The same goes for County Board member Bobbie Steele and U.S. Rep. Danny Davis, two other contenders for the throne: If you want to be the Democratic candidate for County Board president, you owe voters an explanation of your finance platform before your party's committeemen pick a ballot replacement for John Stroger.
As is, voters have no voice whatsoever in choosing John Stroger's replacement. Nor are those voters hearing competing visions for county government. The yammer from rival insiders now is all about politics--why each of the wannabes is the one who deserves to be anointed.
Todd? Bobbie? Danny? Sorry to disturb you, but this job is about more than politics and patronage. It's about running a $3 billion government.

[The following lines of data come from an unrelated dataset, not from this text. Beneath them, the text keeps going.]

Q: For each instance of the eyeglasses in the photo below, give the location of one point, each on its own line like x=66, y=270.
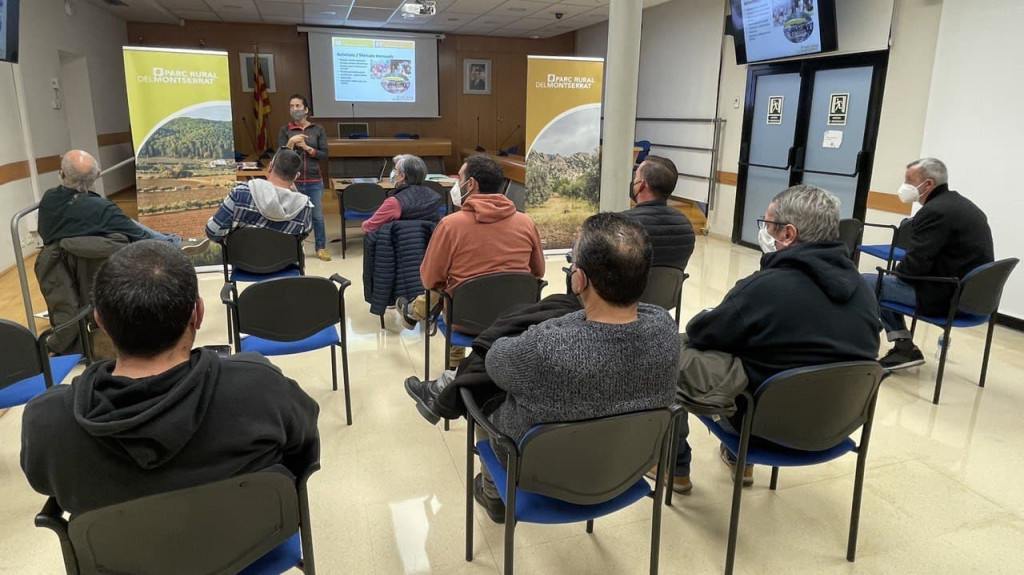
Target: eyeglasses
x=763, y=223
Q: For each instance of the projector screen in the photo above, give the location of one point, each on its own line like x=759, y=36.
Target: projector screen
x=355, y=74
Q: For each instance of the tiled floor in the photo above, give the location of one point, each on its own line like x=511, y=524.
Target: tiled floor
x=941, y=491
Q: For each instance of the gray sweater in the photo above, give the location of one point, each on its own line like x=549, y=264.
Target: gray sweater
x=567, y=368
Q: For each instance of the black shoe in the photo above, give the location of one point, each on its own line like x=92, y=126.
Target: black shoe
x=495, y=507
x=902, y=358
x=425, y=394
x=408, y=321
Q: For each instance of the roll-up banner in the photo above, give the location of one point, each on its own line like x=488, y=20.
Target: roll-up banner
x=179, y=102
x=563, y=132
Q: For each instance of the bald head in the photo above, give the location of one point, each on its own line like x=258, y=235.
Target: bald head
x=79, y=170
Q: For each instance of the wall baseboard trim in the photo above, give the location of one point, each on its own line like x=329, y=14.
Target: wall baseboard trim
x=1015, y=323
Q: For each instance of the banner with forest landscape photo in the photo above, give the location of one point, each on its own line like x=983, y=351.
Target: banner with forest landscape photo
x=563, y=132
x=180, y=111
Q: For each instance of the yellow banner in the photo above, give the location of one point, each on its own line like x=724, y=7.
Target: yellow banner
x=180, y=108
x=563, y=131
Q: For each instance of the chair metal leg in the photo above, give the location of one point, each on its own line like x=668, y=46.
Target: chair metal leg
x=344, y=237
x=988, y=348
x=470, y=429
x=858, y=486
x=942, y=365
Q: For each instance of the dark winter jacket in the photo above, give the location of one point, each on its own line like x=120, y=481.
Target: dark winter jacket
x=472, y=371
x=391, y=257
x=419, y=203
x=807, y=306
x=670, y=231
x=949, y=236
x=65, y=270
x=108, y=439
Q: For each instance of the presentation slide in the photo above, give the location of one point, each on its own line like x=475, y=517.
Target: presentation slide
x=374, y=70
x=373, y=74
x=778, y=29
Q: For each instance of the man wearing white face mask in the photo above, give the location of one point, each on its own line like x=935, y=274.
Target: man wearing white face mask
x=806, y=306
x=487, y=235
x=949, y=236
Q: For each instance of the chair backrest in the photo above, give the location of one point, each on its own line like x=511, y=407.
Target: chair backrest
x=665, y=286
x=594, y=460
x=850, y=231
x=477, y=302
x=288, y=309
x=218, y=528
x=981, y=289
x=363, y=196
x=259, y=250
x=902, y=236
x=814, y=408
x=19, y=355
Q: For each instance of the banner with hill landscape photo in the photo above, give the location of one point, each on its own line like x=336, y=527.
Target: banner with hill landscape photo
x=180, y=111
x=563, y=133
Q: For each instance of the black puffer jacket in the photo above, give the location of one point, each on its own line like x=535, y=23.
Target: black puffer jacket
x=391, y=262
x=670, y=231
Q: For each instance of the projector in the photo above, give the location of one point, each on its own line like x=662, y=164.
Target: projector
x=419, y=8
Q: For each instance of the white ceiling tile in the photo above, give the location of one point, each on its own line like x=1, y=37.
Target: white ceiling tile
x=177, y=6
x=370, y=14
x=389, y=4
x=475, y=6
x=198, y=15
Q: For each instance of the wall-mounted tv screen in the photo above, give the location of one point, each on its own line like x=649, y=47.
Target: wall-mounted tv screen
x=8, y=30
x=766, y=30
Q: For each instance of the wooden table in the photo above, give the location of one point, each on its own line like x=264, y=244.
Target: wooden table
x=386, y=147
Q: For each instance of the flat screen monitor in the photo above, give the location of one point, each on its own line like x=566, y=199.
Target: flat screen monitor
x=349, y=129
x=8, y=30
x=767, y=30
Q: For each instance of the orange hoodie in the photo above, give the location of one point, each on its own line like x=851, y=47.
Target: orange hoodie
x=486, y=236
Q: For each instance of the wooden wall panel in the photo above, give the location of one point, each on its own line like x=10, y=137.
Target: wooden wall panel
x=500, y=112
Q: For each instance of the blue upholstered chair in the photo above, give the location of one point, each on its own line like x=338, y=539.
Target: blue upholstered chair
x=475, y=304
x=357, y=202
x=254, y=524
x=802, y=416
x=293, y=315
x=254, y=254
x=893, y=252
x=975, y=302
x=26, y=369
x=570, y=472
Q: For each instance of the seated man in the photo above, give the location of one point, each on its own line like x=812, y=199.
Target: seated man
x=410, y=200
x=670, y=231
x=163, y=415
x=71, y=210
x=949, y=236
x=613, y=356
x=271, y=203
x=487, y=235
x=806, y=306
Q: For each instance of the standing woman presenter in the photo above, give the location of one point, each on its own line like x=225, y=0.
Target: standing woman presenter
x=309, y=141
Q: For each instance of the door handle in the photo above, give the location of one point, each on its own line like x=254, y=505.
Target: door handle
x=788, y=161
x=856, y=168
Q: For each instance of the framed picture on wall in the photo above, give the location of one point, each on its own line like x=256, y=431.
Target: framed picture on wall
x=265, y=63
x=475, y=77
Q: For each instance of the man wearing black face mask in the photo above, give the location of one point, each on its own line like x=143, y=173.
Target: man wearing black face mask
x=806, y=306
x=670, y=231
x=949, y=236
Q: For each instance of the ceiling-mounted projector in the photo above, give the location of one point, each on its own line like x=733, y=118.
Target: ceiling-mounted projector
x=419, y=8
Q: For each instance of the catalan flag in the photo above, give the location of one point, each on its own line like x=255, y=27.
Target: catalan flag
x=261, y=106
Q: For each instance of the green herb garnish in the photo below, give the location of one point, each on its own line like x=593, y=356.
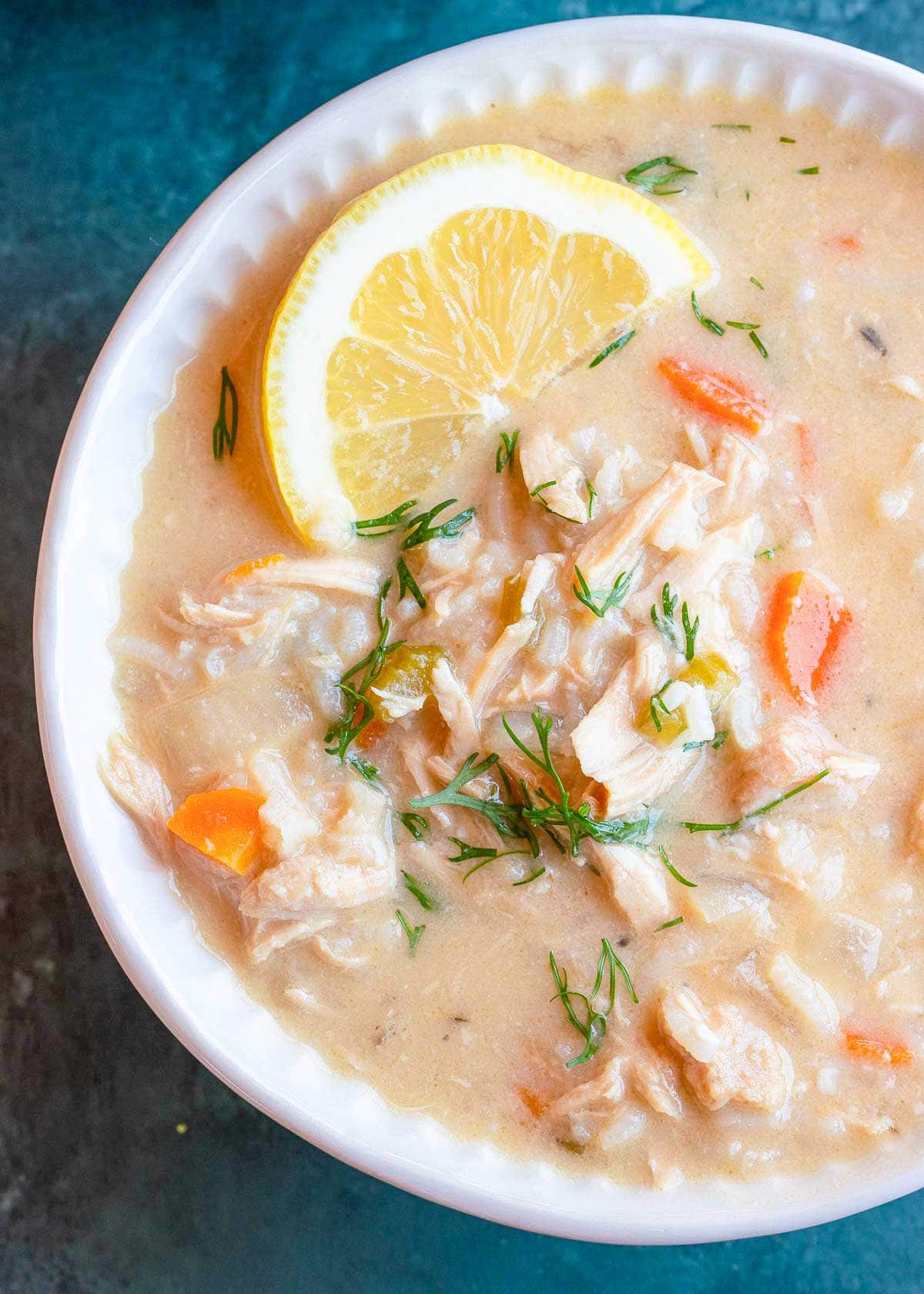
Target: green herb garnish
x=707, y=323
x=756, y=813
x=408, y=584
x=416, y=823
x=421, y=531
x=534, y=877
x=652, y=176
x=601, y=602
x=663, y=856
x=223, y=437
x=357, y=709
x=376, y=527
x=611, y=350
x=412, y=932
x=758, y=344
x=505, y=451
x=413, y=887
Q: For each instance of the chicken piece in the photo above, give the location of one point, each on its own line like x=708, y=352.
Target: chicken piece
x=266, y=936
x=583, y=1111
x=636, y=883
x=355, y=866
x=351, y=575
x=287, y=822
x=725, y=1056
x=135, y=783
x=743, y=468
x=457, y=712
x=667, y=515
x=612, y=751
x=794, y=749
x=654, y=1079
x=806, y=997
x=545, y=462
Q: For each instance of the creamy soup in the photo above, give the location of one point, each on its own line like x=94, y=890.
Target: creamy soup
x=665, y=646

So tell us right now, where do you stand on these five crucial issues?
- As you watch federal prosecutors pursue hiring scandals at Chicago's City Hall and in state government, how will you reform a blatant patronage process that has burdened Cook County with thousands of political hacks?
- Do you support a broad package of ethics reforms, with a truly independent inspector general? Or should Cook County leave its slipshod ethics as they are until the federal courts parlay county corruption cases into strict reforms?
- Year after year, County Board members nod in belief like bobblehead dolls at phony reassurances from Bureau of Health officials that they've almost solved their revenue problems. (Pssst: Their financial operation is a complete disaster; better you should wait for the Great Pumpkin to fix it than fall for even one more of their bogus promises.) So: Will you overhaul a county health operation constructed to provide sweetheart jobs and contracts, but not to provide the best possible patient care?
- How will you streamline an obsolete and often redundant government that employs way too many people? What offices will you consolidate or wholly eliminate?
- Will you overhaul the county's juvenile detention center, a shameful warehouse for children that has been studied ad nauseam by grown-ups lucky enough to sleep in safe homes?
Todd, Bobbie, Danny, we realize it may strike you as inappropriate to interrupt Cook County's 2006 political festival with questions about the patronage honeypot you want to run. You may have ideas for reforming it. Let's hear them.